Graviton was playing with my head. I knew it. Hallucinations were common in Level Three settings and above. And Graviton was clearly on a Level of its own. Which meant that whatever I’d seen could either be a figment or a full-on poltergeist grade entity. I had never encountered a poltergeist and worried I was not up to such an encounter. The old timers said such fear was essential to expelling demons; that hubris was the devil's own blade. However, my disquietude seemed far more crippling than it did empowering.
Still, I didn't have time to negotiate. I glanced back at the ghost. She was still there, graying out, but watching. Pining for our acknowledgement. That’s how they did it. They wanted witnessed. They wanted to finally be known, to finally be seen. It was unnerving. And terribly sad.
MiChaps called these apparitions Type Twos, the most common of all disembodied souls. Graviton was full of them. It was the loci of the Requiem units’ mission. But Type Twos were rather negligible. They were everywhere, really. Especially in Graviton. Of course, most of the other Requiem 4 members didn’t care about the religious implications. As far as they were concerned, my role on the unit was strictly procedural. Military chaplains all were. We were just there to pacify the public’s concern. And ORSAG was hyper-aware of public concern. Until the centuries of archaic, primitive religious belief were finally shed, Requiem units would still be
required to cleanse all remaining cemeteries, shrines, and churches, to make way for industry, for expansion. For the Sprawl. It just happened that Graviton was the biggest, oldest, and, as many described it—usually in hushed, pensive tones—the most haunted cemetery in this hemisphere.

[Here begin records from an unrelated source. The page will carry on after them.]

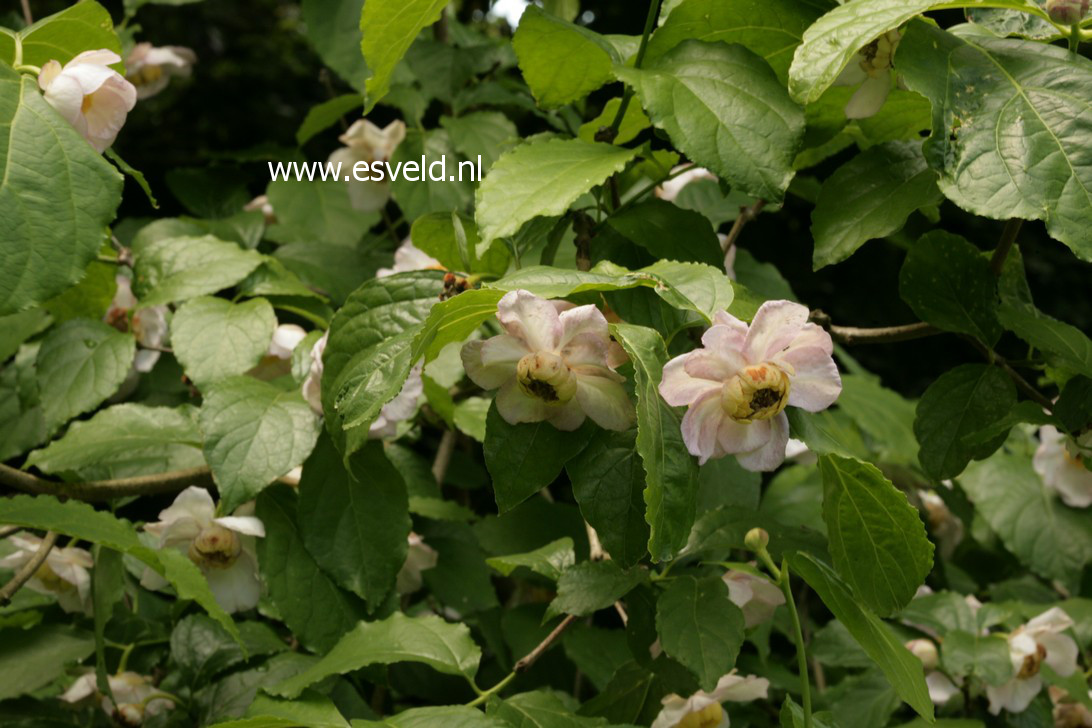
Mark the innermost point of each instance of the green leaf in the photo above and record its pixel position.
(561, 62)
(831, 43)
(592, 585)
(870, 197)
(309, 603)
(949, 284)
(608, 484)
(355, 522)
(672, 485)
(524, 458)
(548, 561)
(1034, 92)
(668, 231)
(877, 539)
(254, 432)
(700, 627)
(959, 403)
(57, 195)
(724, 108)
(125, 440)
(214, 338)
(80, 365)
(443, 646)
(1049, 538)
(542, 178)
(771, 28)
(388, 28)
(902, 669)
(177, 269)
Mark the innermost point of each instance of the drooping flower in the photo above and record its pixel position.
(410, 257)
(703, 709)
(135, 694)
(223, 548)
(552, 366)
(366, 142)
(870, 71)
(757, 596)
(1059, 464)
(1041, 641)
(420, 557)
(738, 383)
(63, 574)
(150, 68)
(91, 95)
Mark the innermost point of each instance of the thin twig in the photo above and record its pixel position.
(529, 659)
(101, 490)
(1005, 245)
(24, 574)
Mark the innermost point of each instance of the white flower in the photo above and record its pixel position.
(62, 575)
(223, 548)
(366, 142)
(135, 694)
(420, 557)
(91, 95)
(756, 596)
(151, 69)
(1060, 465)
(410, 257)
(552, 365)
(703, 709)
(1040, 641)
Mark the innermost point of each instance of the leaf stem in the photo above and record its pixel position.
(802, 658)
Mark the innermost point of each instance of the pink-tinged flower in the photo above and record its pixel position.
(222, 548)
(757, 596)
(366, 142)
(550, 366)
(703, 709)
(407, 258)
(63, 574)
(138, 697)
(1041, 641)
(91, 95)
(151, 68)
(1059, 463)
(738, 383)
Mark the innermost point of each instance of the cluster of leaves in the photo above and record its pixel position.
(578, 133)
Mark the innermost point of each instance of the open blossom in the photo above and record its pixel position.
(550, 366)
(738, 383)
(1041, 641)
(151, 68)
(91, 95)
(366, 142)
(135, 694)
(62, 575)
(223, 548)
(757, 596)
(703, 709)
(1061, 468)
(869, 70)
(407, 258)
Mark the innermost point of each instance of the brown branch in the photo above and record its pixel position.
(101, 490)
(529, 659)
(24, 574)
(1005, 245)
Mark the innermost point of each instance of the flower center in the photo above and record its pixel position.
(757, 392)
(545, 376)
(707, 717)
(215, 547)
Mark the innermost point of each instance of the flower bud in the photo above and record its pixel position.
(1067, 12)
(757, 539)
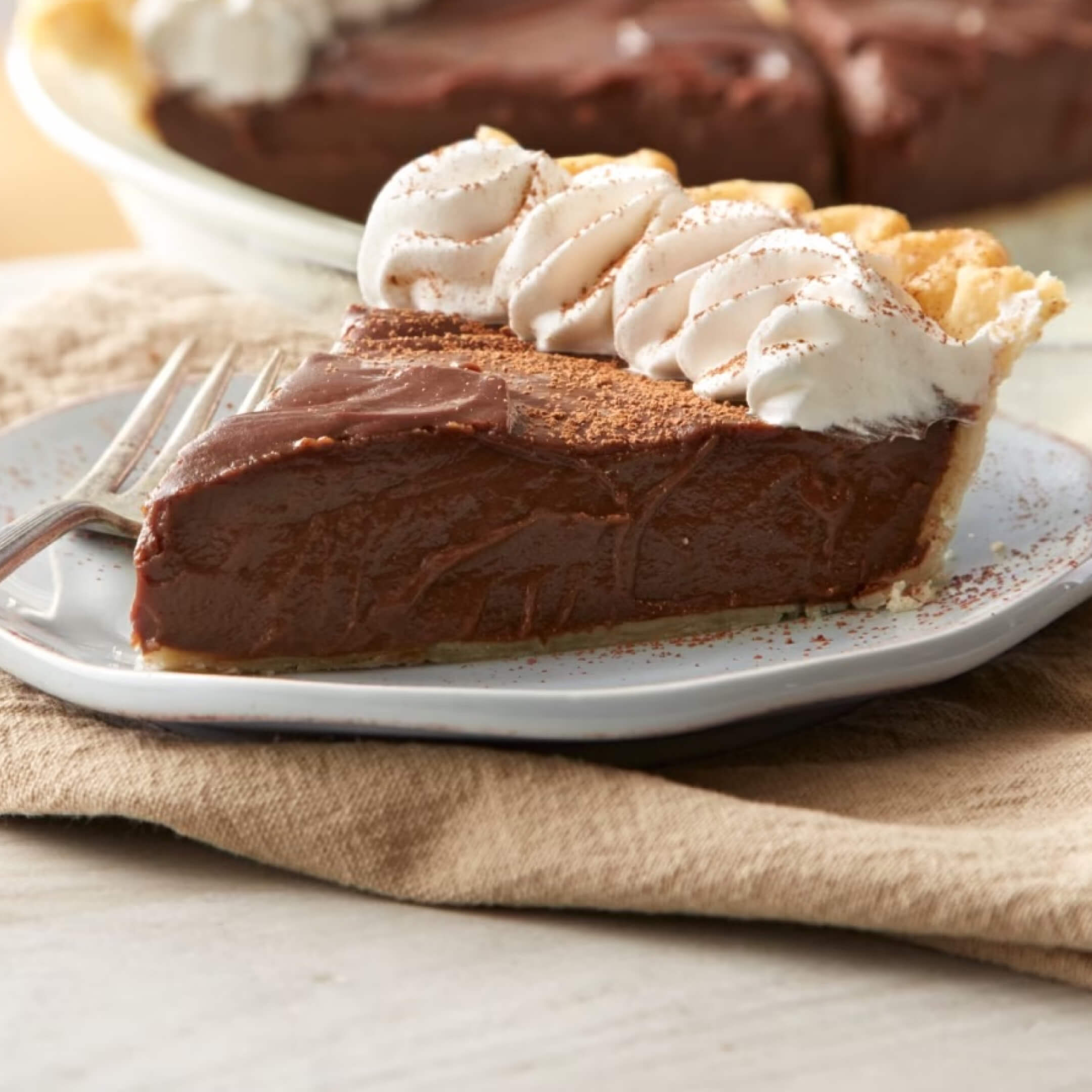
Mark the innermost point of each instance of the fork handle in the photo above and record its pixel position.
(34, 532)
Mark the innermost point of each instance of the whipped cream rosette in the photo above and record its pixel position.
(735, 296)
(442, 224)
(653, 287)
(558, 275)
(244, 51)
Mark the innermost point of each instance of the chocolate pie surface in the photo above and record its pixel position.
(439, 490)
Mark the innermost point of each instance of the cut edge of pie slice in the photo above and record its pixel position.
(960, 279)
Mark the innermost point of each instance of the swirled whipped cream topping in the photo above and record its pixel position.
(802, 326)
(558, 275)
(232, 51)
(245, 51)
(731, 295)
(444, 223)
(653, 287)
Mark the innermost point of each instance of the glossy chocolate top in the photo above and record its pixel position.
(574, 46)
(397, 373)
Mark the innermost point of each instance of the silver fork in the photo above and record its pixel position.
(99, 498)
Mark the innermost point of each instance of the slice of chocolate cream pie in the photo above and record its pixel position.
(584, 405)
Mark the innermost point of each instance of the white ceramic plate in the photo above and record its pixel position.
(64, 624)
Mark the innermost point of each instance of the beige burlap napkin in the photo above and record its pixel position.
(959, 816)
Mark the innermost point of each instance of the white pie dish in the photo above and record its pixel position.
(187, 213)
(64, 624)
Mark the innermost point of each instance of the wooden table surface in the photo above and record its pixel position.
(133, 960)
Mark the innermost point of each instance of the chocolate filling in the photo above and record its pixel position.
(437, 481)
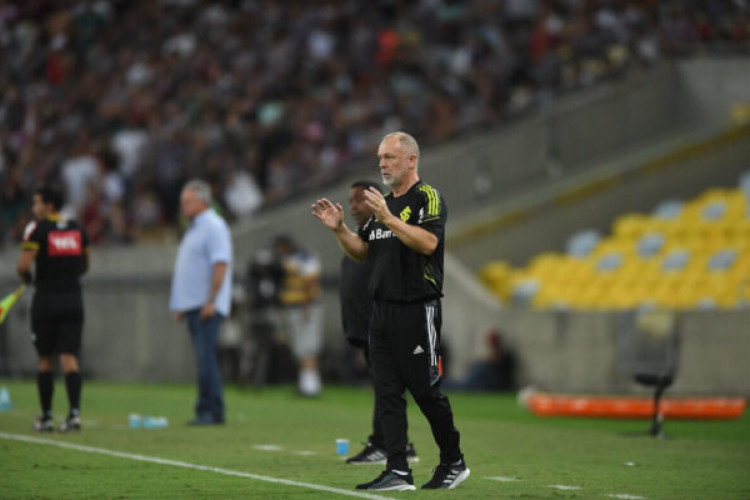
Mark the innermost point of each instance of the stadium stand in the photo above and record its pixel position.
(121, 101)
(681, 256)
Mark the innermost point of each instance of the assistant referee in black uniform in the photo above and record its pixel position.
(59, 249)
(404, 242)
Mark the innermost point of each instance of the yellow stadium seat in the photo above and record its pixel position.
(630, 226)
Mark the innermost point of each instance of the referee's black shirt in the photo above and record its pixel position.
(61, 245)
(399, 273)
(356, 303)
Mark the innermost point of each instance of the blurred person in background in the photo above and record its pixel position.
(301, 310)
(496, 372)
(58, 248)
(201, 293)
(264, 279)
(356, 306)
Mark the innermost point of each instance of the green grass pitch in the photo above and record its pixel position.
(701, 459)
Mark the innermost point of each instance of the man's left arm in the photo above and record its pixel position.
(220, 254)
(24, 264)
(414, 237)
(217, 279)
(29, 250)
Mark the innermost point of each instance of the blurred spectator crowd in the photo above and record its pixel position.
(121, 101)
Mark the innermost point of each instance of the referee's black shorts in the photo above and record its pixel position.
(57, 322)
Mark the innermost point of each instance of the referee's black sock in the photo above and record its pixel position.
(45, 384)
(73, 384)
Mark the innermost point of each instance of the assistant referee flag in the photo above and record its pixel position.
(9, 300)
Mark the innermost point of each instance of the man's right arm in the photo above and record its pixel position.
(333, 217)
(350, 242)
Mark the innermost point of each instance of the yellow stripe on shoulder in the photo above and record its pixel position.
(433, 198)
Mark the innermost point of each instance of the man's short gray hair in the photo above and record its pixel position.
(202, 190)
(406, 140)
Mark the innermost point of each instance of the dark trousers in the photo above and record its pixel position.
(376, 438)
(204, 335)
(404, 341)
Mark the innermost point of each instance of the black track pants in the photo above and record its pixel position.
(404, 340)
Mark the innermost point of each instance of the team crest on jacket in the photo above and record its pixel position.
(405, 214)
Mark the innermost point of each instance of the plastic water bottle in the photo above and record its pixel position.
(154, 422)
(135, 421)
(5, 403)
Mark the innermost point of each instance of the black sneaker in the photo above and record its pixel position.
(448, 476)
(371, 455)
(43, 424)
(411, 453)
(72, 423)
(389, 481)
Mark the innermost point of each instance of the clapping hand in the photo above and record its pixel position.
(329, 214)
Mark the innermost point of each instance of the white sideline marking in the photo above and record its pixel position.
(186, 465)
(268, 447)
(563, 487)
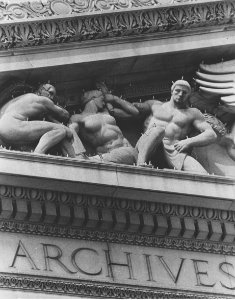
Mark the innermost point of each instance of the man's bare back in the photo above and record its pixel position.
(21, 121)
(97, 127)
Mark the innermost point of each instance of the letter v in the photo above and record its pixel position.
(166, 267)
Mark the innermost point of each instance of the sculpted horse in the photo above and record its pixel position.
(216, 99)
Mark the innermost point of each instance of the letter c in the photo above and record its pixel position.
(73, 260)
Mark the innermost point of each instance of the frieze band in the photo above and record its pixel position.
(69, 287)
(76, 28)
(71, 200)
(13, 10)
(117, 237)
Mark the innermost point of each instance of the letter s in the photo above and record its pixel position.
(227, 273)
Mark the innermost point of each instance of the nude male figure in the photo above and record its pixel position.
(97, 126)
(21, 121)
(171, 123)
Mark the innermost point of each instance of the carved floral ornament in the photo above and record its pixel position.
(33, 9)
(76, 21)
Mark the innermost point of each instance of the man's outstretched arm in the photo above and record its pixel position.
(56, 111)
(119, 107)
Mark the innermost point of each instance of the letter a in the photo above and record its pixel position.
(24, 254)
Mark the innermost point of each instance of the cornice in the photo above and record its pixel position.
(67, 215)
(94, 289)
(19, 10)
(29, 24)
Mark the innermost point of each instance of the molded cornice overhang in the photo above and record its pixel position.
(46, 22)
(115, 181)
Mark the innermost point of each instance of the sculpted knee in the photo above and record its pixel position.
(159, 131)
(68, 132)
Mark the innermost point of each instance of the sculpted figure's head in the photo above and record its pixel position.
(47, 90)
(180, 91)
(95, 96)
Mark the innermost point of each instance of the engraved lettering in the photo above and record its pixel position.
(199, 273)
(149, 269)
(166, 267)
(73, 260)
(24, 254)
(110, 265)
(227, 273)
(56, 258)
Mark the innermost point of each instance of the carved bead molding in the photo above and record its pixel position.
(59, 214)
(97, 290)
(60, 21)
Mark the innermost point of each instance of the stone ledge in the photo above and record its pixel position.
(110, 180)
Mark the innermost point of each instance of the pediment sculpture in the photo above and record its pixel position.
(32, 121)
(215, 97)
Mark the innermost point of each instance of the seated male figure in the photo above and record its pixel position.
(171, 123)
(97, 126)
(21, 121)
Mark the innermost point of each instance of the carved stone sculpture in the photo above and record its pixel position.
(171, 123)
(21, 122)
(216, 95)
(97, 126)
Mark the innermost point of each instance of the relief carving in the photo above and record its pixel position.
(125, 23)
(215, 98)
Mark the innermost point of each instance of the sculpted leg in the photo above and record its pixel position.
(148, 142)
(192, 165)
(78, 147)
(50, 139)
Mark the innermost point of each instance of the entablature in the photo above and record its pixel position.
(29, 24)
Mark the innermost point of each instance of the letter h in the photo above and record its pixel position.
(110, 264)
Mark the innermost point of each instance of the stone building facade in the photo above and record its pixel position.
(80, 228)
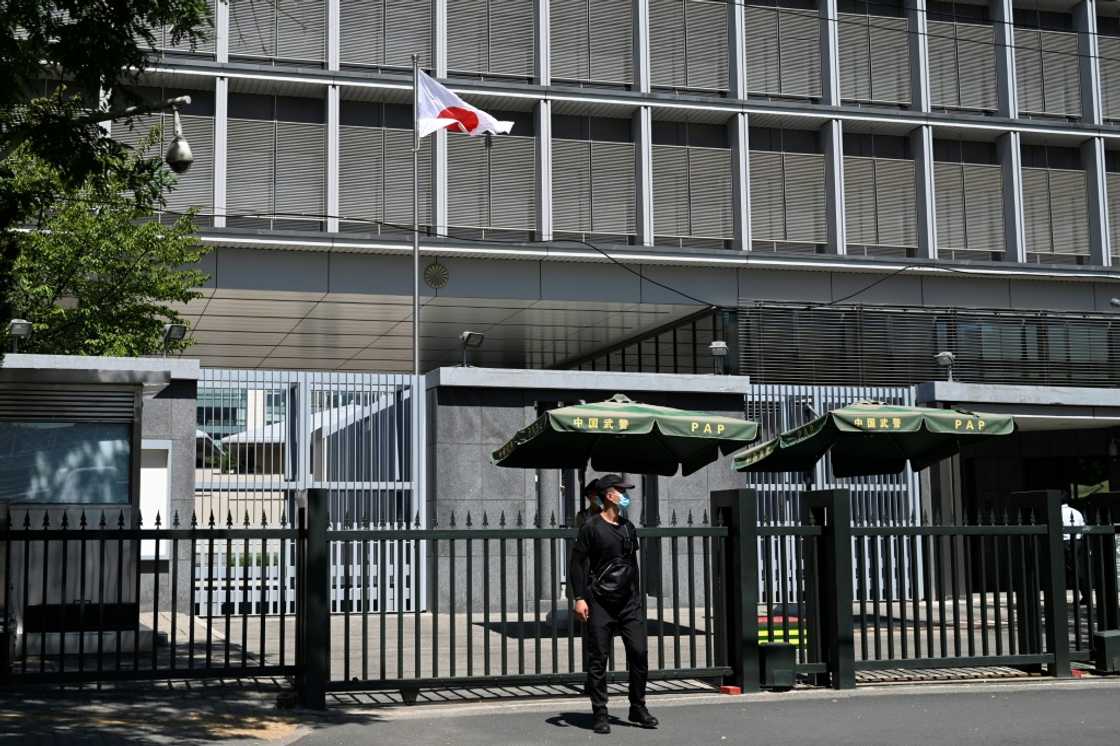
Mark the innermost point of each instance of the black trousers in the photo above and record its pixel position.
(603, 626)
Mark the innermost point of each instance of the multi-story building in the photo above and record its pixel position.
(838, 188)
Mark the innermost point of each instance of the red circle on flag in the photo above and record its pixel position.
(467, 119)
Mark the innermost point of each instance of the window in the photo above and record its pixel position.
(65, 463)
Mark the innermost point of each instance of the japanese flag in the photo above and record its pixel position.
(437, 108)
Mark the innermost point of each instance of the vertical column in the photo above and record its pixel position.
(543, 170)
(920, 55)
(832, 145)
(1084, 18)
(1010, 166)
(221, 128)
(334, 40)
(740, 178)
(737, 66)
(333, 105)
(439, 139)
(1100, 241)
(543, 58)
(642, 73)
(643, 165)
(1004, 20)
(222, 31)
(830, 53)
(925, 190)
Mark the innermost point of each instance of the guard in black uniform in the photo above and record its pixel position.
(605, 579)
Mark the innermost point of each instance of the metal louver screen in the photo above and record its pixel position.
(384, 31)
(1055, 212)
(252, 28)
(593, 40)
(859, 345)
(491, 187)
(1109, 62)
(491, 36)
(31, 402)
(375, 178)
(787, 197)
(879, 202)
(1047, 72)
(969, 206)
(251, 168)
(874, 58)
(301, 169)
(688, 44)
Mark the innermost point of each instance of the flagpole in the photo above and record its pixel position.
(417, 389)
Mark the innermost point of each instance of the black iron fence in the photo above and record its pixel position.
(93, 596)
(483, 600)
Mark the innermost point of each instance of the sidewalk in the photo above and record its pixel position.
(1037, 711)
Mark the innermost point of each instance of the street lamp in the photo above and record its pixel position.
(718, 350)
(18, 329)
(173, 333)
(469, 339)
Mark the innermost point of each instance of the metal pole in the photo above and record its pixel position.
(416, 285)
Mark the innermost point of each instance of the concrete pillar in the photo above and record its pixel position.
(740, 178)
(544, 170)
(221, 129)
(832, 145)
(830, 53)
(1100, 243)
(920, 55)
(1084, 17)
(643, 165)
(925, 192)
(1010, 164)
(1002, 16)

It just happened to be standing in UniGlobe's way.
Even though she was now little more than a filmy silhouette, I could feel her gaze boring into me. Languid. Longing.
I had to do something.
Even after all those years in UniCon training, I was still not accustomed to seeing these disembodied spirits. Most MiChaps I knew had become agnostic. That wasn’t a big surprise. After the coups and insurgencies, followed by UniGlobe’s iron fist response, the death tolls were astronomical. Earth had become a virtual morgue in three short years. Now the average chaplain was so accustomed to such encounters that they didn’t seem to care anymore. Even worse, they believed the ORSAG rhetoric that it was all about quantum triangulation and other explainable phenomenon. Of course, it didn’t help that the entire military complex saw us chaplains as obsolete, if not complete fools.
Men like me were becoming the exception. The apparition before me wasn’t just an impression upon the subatomic weave of the universe, a quantum anomaly summoned by the emotions of a sentient observer. No. She was a person. She was real. And she wanted to be eliminated. Eased of her suffering. The scars on her wrists were evidence enough. If believing these things made me a crackpot, so be it. I may not have a spine of steel, but I couldn’t surrender that easily to ORSAG indoctrination.
“Let's go, Preach!” Djema shouted to me. “Dammit, c'mon!”
Seeing my hesitation to leave the ghost, she ran over, gripped my shoulder, and pulled me back. I tossed my tablet aside and shrugged free of her hold. Then I gripped the muzzle of her QVAC with both hands. This surprised her, as it should have. Before she could wrestle it free and reprimand me, I said, “Lemme do it.”